To succeed, new Australian Prime Minister Malcolm Turnbull must unite his Liberal Party

PUBLISHED : Wednesday, 16 September, 2015, 2:13am
UPDATED : Wednesday, 16 September, 2015, 2:21am

A fourth Australian prime minister in five years gives the impression of constant political turbulence. But while Malcolm Turnbull's ousting of Tony Abbott for the leadership of the Liberal Party reflects divisions within the dominant grouping in the ruling coalition government, the key areas of foreign and international economic policies and national security will for now remain consistent. Staging a coup is only half the battle, after all; before there can be any changed outlook, the new leader has to bring about unity. It is to be hoped he succeeds; the nation and region need the moderate views and streak of realism that were so absent in his predecessor.

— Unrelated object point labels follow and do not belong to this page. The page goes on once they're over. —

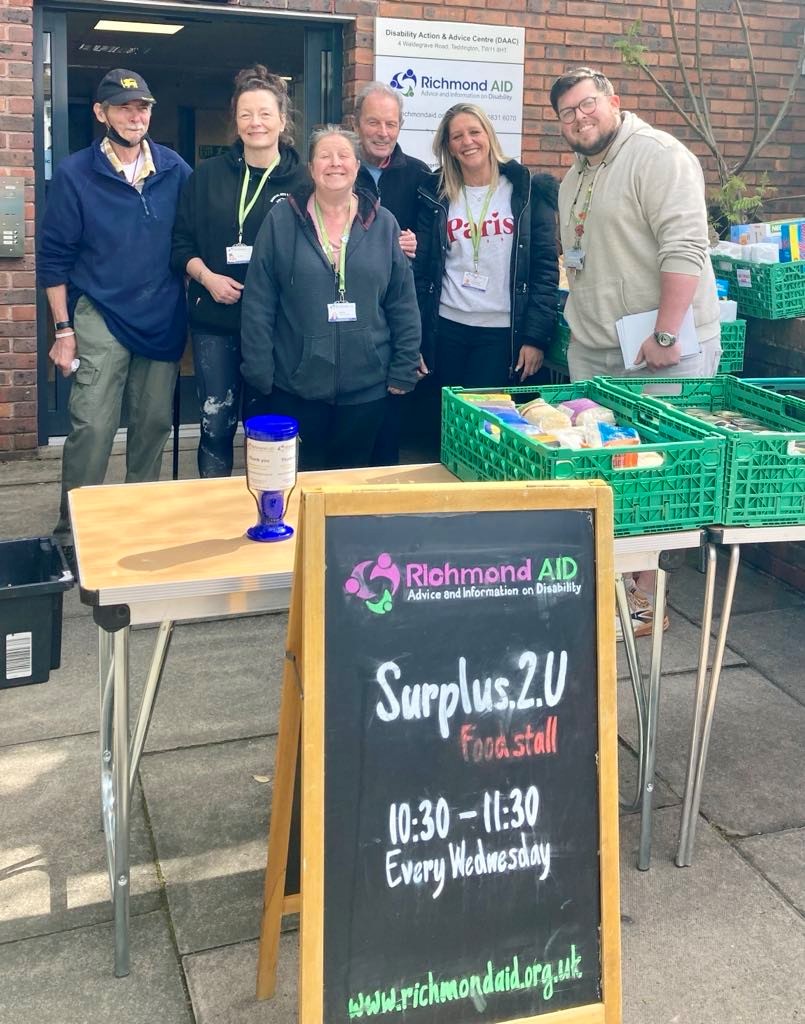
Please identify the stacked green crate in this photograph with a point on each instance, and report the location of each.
(556, 353)
(733, 337)
(771, 291)
(764, 481)
(682, 493)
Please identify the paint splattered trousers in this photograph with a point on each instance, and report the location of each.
(217, 364)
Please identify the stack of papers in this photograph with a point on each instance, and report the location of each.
(634, 329)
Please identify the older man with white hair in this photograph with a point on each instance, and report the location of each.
(394, 177)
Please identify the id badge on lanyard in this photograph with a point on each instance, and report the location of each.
(239, 253)
(341, 311)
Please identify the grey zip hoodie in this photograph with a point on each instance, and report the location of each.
(647, 215)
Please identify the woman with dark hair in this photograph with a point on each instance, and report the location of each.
(330, 320)
(222, 206)
(486, 266)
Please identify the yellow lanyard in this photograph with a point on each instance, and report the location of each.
(245, 209)
(477, 228)
(328, 247)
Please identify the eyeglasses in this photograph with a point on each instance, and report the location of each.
(587, 105)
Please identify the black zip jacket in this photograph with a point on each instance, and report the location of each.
(207, 223)
(534, 273)
(397, 187)
(286, 338)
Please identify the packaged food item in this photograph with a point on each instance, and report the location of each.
(606, 435)
(545, 416)
(572, 437)
(536, 434)
(584, 411)
(490, 398)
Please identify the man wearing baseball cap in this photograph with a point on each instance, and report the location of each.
(119, 310)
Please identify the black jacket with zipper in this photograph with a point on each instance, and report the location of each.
(207, 223)
(286, 338)
(534, 272)
(398, 185)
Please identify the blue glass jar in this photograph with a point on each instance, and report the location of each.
(270, 472)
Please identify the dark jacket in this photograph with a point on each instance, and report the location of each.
(103, 239)
(534, 274)
(207, 223)
(286, 338)
(397, 186)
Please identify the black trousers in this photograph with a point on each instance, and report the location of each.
(331, 436)
(473, 356)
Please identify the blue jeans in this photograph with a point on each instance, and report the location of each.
(217, 363)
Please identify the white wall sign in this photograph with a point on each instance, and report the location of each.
(437, 64)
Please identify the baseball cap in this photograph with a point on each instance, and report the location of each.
(119, 86)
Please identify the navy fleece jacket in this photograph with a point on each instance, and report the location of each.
(286, 338)
(104, 240)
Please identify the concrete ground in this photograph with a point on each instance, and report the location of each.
(721, 942)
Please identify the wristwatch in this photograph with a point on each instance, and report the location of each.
(665, 339)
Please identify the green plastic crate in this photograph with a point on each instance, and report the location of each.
(733, 338)
(556, 353)
(682, 494)
(764, 481)
(772, 291)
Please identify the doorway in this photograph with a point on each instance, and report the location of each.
(188, 56)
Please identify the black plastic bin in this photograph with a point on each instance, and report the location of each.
(34, 577)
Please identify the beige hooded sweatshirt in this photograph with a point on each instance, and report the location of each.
(647, 215)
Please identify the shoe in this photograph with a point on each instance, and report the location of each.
(641, 607)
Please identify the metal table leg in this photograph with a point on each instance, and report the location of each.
(638, 689)
(710, 564)
(695, 773)
(120, 756)
(652, 714)
(153, 681)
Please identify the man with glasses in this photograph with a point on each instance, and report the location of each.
(118, 308)
(394, 177)
(635, 239)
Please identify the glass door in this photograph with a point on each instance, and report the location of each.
(50, 145)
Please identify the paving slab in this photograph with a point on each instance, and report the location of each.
(28, 509)
(755, 773)
(680, 649)
(780, 857)
(209, 809)
(226, 671)
(68, 978)
(707, 944)
(764, 639)
(754, 590)
(52, 854)
(221, 984)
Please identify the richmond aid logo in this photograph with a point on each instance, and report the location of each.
(374, 583)
(405, 81)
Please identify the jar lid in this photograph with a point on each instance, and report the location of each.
(271, 428)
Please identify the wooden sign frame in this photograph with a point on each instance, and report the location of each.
(303, 707)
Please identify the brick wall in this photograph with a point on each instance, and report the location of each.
(17, 316)
(559, 33)
(776, 348)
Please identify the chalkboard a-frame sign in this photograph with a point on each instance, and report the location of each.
(456, 658)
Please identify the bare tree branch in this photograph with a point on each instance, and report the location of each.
(680, 61)
(752, 147)
(709, 142)
(705, 102)
(793, 86)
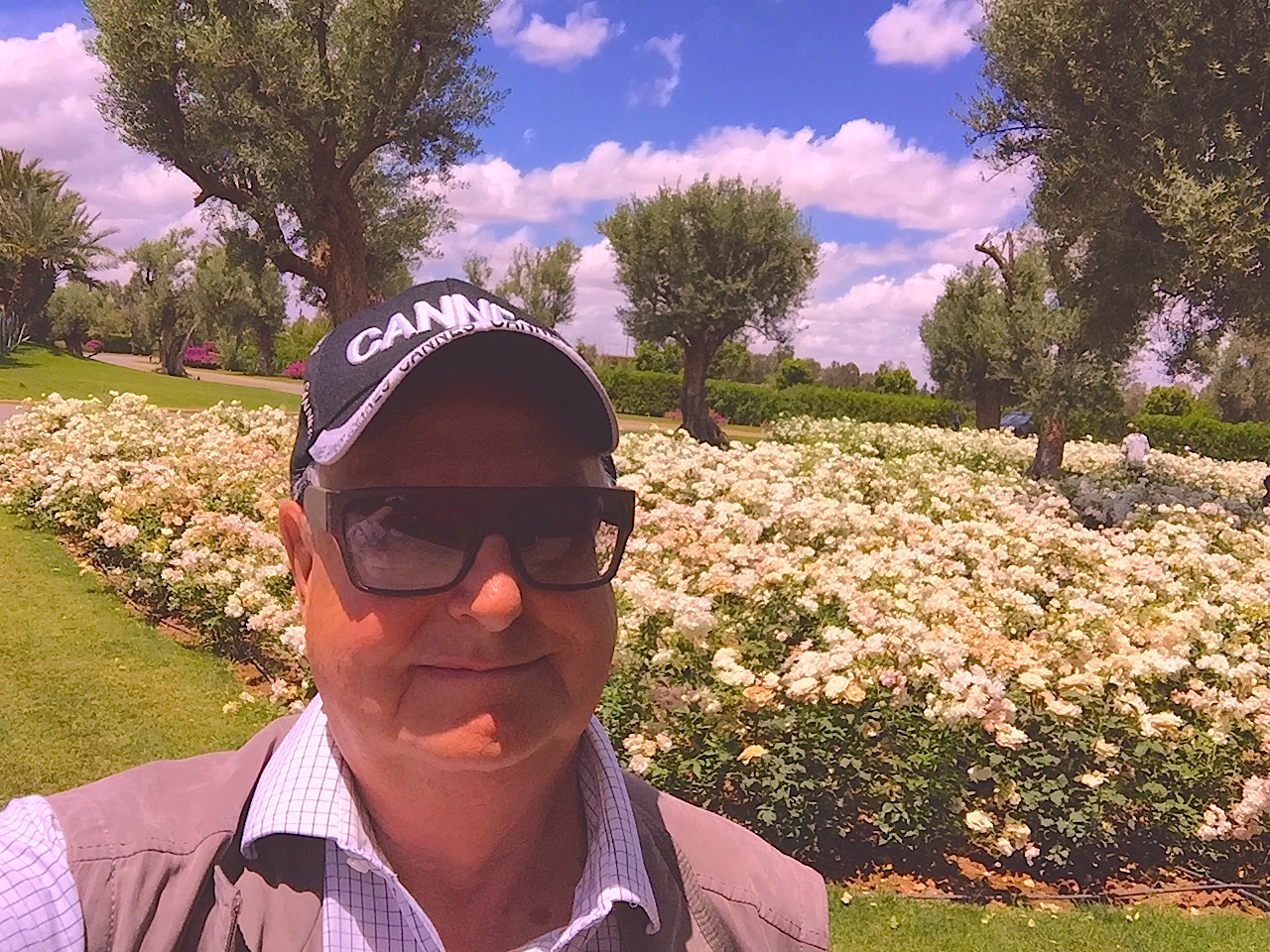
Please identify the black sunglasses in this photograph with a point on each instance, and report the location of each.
(423, 539)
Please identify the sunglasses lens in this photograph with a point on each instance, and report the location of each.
(571, 546)
(402, 544)
(422, 539)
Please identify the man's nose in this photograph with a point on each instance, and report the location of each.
(490, 592)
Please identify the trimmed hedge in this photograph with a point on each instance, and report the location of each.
(1206, 435)
(651, 394)
(640, 393)
(807, 400)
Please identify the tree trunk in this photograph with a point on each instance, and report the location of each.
(693, 398)
(264, 336)
(172, 344)
(73, 340)
(1049, 447)
(988, 398)
(347, 286)
(35, 286)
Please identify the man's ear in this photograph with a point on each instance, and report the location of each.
(298, 537)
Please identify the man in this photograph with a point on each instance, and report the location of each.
(452, 534)
(1135, 445)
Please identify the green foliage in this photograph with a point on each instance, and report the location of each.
(640, 393)
(318, 123)
(1170, 402)
(1206, 436)
(793, 371)
(541, 282)
(894, 380)
(46, 234)
(1241, 380)
(1146, 131)
(241, 304)
(298, 339)
(731, 361)
(867, 405)
(744, 404)
(648, 394)
(841, 375)
(666, 357)
(77, 312)
(965, 336)
(477, 271)
(158, 296)
(702, 264)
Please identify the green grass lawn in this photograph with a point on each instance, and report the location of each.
(888, 923)
(35, 372)
(85, 688)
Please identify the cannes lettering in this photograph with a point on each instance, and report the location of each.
(454, 311)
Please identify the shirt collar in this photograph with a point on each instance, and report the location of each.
(307, 789)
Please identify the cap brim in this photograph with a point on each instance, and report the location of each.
(559, 370)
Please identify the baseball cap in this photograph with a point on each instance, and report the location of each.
(353, 371)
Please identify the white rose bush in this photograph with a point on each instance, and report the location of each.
(849, 636)
(177, 509)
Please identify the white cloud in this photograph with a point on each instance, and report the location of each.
(925, 32)
(864, 169)
(875, 320)
(544, 44)
(661, 90)
(48, 112)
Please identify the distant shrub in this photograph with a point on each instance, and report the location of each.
(1169, 402)
(640, 393)
(826, 403)
(744, 404)
(649, 394)
(1206, 435)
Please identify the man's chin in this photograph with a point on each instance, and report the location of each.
(483, 743)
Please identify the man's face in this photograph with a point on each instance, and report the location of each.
(490, 671)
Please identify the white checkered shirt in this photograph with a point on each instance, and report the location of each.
(305, 791)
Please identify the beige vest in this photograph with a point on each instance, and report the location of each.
(155, 856)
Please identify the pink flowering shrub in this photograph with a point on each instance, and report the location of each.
(206, 356)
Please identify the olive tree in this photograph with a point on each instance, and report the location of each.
(320, 125)
(703, 264)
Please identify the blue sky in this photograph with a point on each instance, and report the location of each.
(846, 104)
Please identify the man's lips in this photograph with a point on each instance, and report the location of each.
(476, 669)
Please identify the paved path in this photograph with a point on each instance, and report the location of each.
(148, 363)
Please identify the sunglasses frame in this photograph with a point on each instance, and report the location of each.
(325, 511)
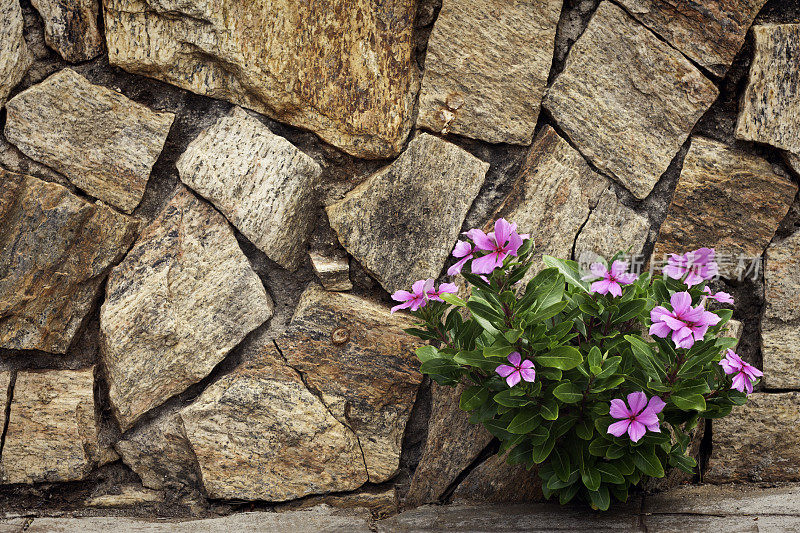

Turnbull, a former investment banker, lawyer and journalist, is Australia's most popular politician. His forward-looking views on issues like climate change, gay marriage, republicanism and immigration put him at odds with Abbott. That difference has given him a popularity beyond his conservative party to supporters of opposition political groups. But his leadership victory, by 54 votes to 44, shows hardliners remain a formidable force within his party.

Business sentiment is high after his win. So, too, are hopes among environmentalists that Australia will again adopt a responsible approach towards global warming. Foreign Minister Julie Bishop retains her post, but the new leader's belief in conciliation marks a shift in approach towards China and key ally the US. An immediate challenge is winning approval in the upper house of parliament, where the coalition lacks a majority, for the free-trade pact with China, seen by the Labor Party opposition and unionists as a threat to jobs.

Australia's economic outlook is bleak. With falling demand for its minerals, growth has slowed to 2 per cent and there are fears of the first recession in 24 years. After the deep conservatism of Abbott, Turnbull offers a brighter future. But no matter how promising a leader he may seem, his success depends on finding unity, most importantly within his party.